# Grub: non vedo piú le opzioni [Risolto]

## LastHope

Ciao a tutti,

ho appena aggiornato grub, seguendo anche il warning che diceva alla fine...al riavvio mi son trovato invece della solita lista di Opzioni (Linux, Windows, Installa sul disco) il cursore lampeggiante...tuttavia, le opzioni me le prende ancora (riesco a bootare correttamente in entrambi i sistemi).

Cosa posso fare?

Grazie mille!Last edited by LastHope on Sat Aug 02, 2008 11:00 am; edited 1 time in total

----------

## fbcyborg

Ciao, 

non so se è il mio stesso problema, però su ben due PC, dopo un grosso aggiornamento GRUB mi si è incasinato.
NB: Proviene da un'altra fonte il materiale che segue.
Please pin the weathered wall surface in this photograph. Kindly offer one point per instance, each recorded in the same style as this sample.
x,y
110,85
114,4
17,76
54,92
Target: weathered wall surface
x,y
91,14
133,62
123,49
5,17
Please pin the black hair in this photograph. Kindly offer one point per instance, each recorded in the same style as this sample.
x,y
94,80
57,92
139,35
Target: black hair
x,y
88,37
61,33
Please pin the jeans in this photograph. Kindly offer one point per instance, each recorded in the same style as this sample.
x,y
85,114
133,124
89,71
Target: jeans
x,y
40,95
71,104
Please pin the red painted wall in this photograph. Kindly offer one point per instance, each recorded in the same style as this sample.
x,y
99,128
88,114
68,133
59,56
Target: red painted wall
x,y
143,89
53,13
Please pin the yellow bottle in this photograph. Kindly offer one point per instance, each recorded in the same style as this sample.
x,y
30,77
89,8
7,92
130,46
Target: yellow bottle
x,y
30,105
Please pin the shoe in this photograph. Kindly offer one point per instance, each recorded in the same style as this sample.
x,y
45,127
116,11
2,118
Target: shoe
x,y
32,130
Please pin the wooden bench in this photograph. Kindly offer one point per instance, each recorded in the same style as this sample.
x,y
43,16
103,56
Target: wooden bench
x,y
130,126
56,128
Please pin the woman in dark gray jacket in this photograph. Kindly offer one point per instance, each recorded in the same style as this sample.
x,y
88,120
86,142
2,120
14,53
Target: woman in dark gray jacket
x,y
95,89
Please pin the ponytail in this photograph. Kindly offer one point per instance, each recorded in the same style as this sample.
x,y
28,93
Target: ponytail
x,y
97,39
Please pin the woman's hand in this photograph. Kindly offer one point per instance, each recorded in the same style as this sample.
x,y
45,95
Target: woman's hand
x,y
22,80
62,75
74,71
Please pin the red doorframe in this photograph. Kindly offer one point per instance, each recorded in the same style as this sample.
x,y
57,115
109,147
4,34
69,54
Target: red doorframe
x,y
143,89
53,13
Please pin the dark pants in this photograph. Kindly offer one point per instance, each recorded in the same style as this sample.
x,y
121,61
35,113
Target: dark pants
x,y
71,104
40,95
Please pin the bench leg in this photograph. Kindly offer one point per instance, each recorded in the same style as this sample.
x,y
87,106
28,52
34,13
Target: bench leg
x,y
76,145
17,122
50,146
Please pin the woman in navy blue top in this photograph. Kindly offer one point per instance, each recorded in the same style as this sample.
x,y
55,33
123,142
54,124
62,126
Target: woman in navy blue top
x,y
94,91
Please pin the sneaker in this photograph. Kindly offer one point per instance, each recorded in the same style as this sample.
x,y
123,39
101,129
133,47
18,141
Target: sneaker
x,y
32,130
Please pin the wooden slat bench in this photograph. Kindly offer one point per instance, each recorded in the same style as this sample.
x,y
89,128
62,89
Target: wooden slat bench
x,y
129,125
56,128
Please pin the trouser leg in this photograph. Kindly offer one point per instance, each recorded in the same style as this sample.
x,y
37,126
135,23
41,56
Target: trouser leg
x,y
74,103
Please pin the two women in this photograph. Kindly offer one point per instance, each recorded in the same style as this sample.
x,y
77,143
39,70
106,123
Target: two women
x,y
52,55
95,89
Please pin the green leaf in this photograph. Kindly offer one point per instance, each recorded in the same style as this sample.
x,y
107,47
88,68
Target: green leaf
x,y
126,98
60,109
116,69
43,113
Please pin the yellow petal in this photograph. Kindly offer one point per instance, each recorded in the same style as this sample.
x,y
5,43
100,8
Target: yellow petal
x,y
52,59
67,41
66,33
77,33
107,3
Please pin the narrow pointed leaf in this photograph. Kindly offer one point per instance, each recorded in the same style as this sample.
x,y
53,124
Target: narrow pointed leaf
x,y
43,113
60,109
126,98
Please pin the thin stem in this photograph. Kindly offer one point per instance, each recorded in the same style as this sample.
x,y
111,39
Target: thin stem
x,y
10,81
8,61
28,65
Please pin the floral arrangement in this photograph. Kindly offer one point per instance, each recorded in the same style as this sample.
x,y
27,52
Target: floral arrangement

Mi sono trovato uno "sfondo", se così si può definire, grigio e le scritte erano quasi illeggibili.

Anche io riuscivo a fare comunque il boot senza problemi, ma la grafica era orrenda.

A me è bastato semplicemente riemergere grub per risolvere il problema.

----------

## ckx3009

@LastHope

probabilmente non trova il tuo grubsplash.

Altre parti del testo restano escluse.